In summary, we have reviewed plaintiffs’ lengthy complaint and found nothing of federally cognizable substance. We have considered plaintiffs’ opposition but found it entirely wanting. “No matter how assiduously Aladdin’s Lamp is rubbed, the genie of federal jurisdiction does not appear: taking the well-pleaded facts and the reasonable inferences therefrom in the light most favorable to the plaintiffs, no claim is stated against any defendant on which [this Court] could have granted relief.” Chongris v. Board of Appeals of *46the Town of Andover, 811 F.2d 36, 46 (1st Cir.1987). “The Civil Rights Acts cannot be used as a rack upon which every disappointed [bidder] can stretch a [govern-mentally owned private corporation] for failure to roll out the red carpet for him.” Id.

Plaintiffs also ask the Court to permit them to amend their complaint. Rule 15(a) provides that leave to amend “shall be freely given when justice so requires.” The decision is within the discretion of the District Court. Zenith Radio Corp. v. Hazeltine Research, Inc., 401 U.S. 321, 330, 91 S.Ct. 795, 802, 28 L.Ed.2d 77, 87 (1971); Kennedy v. Josephthal, 814 F.2d 798, 806 (1st Cir.1987). Applying the standard to this case, leave to amend is hereby DENIED.

Plaintiffs’ ill-conceived complaint could have been amended prior to the filing of the answer to the complaint, but plaintiffs did not move to so amend until February 23, 1987, eight months after the initial filing date, after defendants had filed their answer to the complaint, and after two motions to dismiss were pending before the Court. Plaintiffs’ attorney’s argument that he had only one day to draft the complaint is frivolous and is not acceptable given the scope of Fed.R.Civ.P. 15(a) which allows plaintiffs to amend as a matter of course at any time before a responsive pleading is filed. By their own admission, plaintiffs knew that the complaint had been hastily prepared, and it cannot be denied that plaintiffs had more than ample time (about 17 weeks) to effect any amendments had they so desired, or to reasonably inquire whether plaintiffs’ brainstorm was well grounded in fact and warranted by existing law. No justification is stated in the petition to amend to explain such tardiness.
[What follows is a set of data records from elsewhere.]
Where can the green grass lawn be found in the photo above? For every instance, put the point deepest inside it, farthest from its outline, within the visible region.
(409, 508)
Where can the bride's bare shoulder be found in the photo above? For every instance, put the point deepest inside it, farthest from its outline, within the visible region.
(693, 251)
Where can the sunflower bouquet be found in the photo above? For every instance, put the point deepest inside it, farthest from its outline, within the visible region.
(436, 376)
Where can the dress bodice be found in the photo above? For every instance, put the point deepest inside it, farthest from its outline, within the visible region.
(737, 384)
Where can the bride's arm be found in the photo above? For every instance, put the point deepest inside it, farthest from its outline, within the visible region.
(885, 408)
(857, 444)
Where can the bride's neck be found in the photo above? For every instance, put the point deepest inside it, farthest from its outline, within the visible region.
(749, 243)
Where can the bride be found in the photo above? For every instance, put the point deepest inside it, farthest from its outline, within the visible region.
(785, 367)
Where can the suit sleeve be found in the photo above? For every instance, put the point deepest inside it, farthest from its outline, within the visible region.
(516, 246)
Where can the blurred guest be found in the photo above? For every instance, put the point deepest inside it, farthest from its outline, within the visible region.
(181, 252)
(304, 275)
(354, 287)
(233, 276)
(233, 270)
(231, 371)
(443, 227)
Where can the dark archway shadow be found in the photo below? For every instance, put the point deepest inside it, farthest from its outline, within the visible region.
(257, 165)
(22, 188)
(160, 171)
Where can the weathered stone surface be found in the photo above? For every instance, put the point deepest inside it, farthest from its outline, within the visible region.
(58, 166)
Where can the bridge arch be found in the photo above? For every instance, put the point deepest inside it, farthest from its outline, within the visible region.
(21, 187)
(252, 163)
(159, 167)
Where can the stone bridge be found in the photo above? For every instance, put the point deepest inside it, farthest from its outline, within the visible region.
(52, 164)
Under these circumstances, the motion for leave to amend could be viewed as an attempt to avoid an adverse ruling on the motions to dismiss. Cf. Local 472 v. Georgia Power Co., 684 F.2d 721, 724 (11th Cir.1982) (same as to avoidance of summary judgment). The new evidence and information received by the plaintiffs is with regard to new defendants and nothing new is said about the original defendants. The purpose of the amendment is to conform the complaint to these additional parties and delete other parties. The nature of the amended complaint is still the same and does not cure the defects discussed in this Opinion and Order.
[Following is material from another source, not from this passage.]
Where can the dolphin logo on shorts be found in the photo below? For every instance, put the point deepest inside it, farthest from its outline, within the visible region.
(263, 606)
Accordingly, this case is DISMISSED.

The Clerk shall enter Judgment accordingly.

IT IS SO ORDERED.

. Among the amusing but irrelevant facts the complaint reveals about plaintiff are the fact that his father was a composer and pianist, that plaintiff’s mother is elderly, and that plaintiff was at one time a mortgage banker. The Court notes these tidbits to demonstrate the almost *45total lack of coherence that is the hallmark of this purported civil rights claim.